DECEMBER 8 — I am not a runner. I would like to be but I lack the discipline and endurance running requires.

Allowing the human body to do better, go faster, run further is a beautiful thing and probably why marathons are so much more than just another sports event... they are aspirational acts.

Signing up and completing a marathon is something to be proud of and if your city is host to one of these events, that is something to be proud of.

My brother ran this year and I was beaming with pride for both my sibling and my country as he crossed the finish line with the glistening skyline behind him. The experience was worthy of any bucket list.

This is why I was sad to hear people across Singapore were upset the Standard Chartered marathon, the city’s flagship long distance running event, had moved to an evening time slot this year.

The rationale is that beginning the race at 6pm would allow it to be run into the, cooler, night.

In previous years the marathon began at 4.30am. This meant that most runners only completed in the race between 8.30am and 11am by which time it’s already pretty hot.

Professional runners also complained the pre-dawn start time was disruptive in terms of their training routines and in general an event run largely in the early hours was not conducive to real fan engagement.

The 6pm start time seemed an ideal way to attract audiences and please high calibre runners, prerequisites for Singapore to join the small club of cities holding a World Marathon Major.

Unfortunately, it appears the new timing worked too well — attracting more than 15,000 runners (the largest-ever cohort) and ranks of supporters.

The event was so successful it caused significant traffic disruption. The marathon takes place on public roads which are closed for its duration (and some hours before and after) and the large number of participants and crucially the extensive road closures turned southern Singapore — the CBD, Beach Road and Vivo City areas — into traffic hell on Saturday evening.

People were stuck in jams for hours.
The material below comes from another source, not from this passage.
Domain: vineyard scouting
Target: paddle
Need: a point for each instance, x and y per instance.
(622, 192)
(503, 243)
Some struggled to make it to their own weddings due to tail backs, others simply had to nurse bursting bladders over up to four torturous hours. Not fun.
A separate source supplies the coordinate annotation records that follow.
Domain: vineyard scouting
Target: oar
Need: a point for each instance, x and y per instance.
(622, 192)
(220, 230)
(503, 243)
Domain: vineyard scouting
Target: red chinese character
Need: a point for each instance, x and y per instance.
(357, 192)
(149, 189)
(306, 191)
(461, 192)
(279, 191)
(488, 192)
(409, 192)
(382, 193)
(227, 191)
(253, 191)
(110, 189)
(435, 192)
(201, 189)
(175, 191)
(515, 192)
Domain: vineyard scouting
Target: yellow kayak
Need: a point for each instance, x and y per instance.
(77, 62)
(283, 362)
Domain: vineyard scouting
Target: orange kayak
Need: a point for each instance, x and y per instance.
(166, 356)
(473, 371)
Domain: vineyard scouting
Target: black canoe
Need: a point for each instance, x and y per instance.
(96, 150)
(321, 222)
Of course, this disruption led to a rash of complaints about the marathon’s new start time and calls for the event as a whole to be shifted.

So much disruption for a bunch of running men and women; can’t the event simply be moved to a stadium, or park connectors somewhere on the outskirts of the country?

Well, perhaps, but then it simply would never be a major world event and that is the sort of thing Singapore needs to position itself as a Tier A world city.

A marathon is much lower cost than more grandiose events life F1 or the football World Cup but generates lots of good publicity.

A run through Singapore’s CBD at night is spectacular... an event held in Choa Chu Kang will, honestly, never earn a spot among the world’s great races.

I sympathise with those who had their plans badly disrupted by this year’s race but with a little planning, the shortcomings can be rectified.

Last weekend in Singapore saw not only the marathon but a U2 concert itself attended by tens of thousands, a major anime/cosplay event and there was also the matter of proximity to Black Friday sales.

If the other events were more carefully spaced out and with more thought given to transport to and from the marathon, I think this year would have passed without major incidents.

The extent of the road closures should also be made clear to the public as early as possible.

There were thousands of angry frustrated people stuck in traffic last weekend which is bad but there is a bigger picture.

The London and New York Marathons shut large parts of those cities down but they persist because of the focus on athleticism, fitness and charitable causes.

Singapore needs to stay in the major world marathon game and I suppose the race to the perfect marathon is itself a marathon and not a sprint.

*This is the personal opinion of the columnist.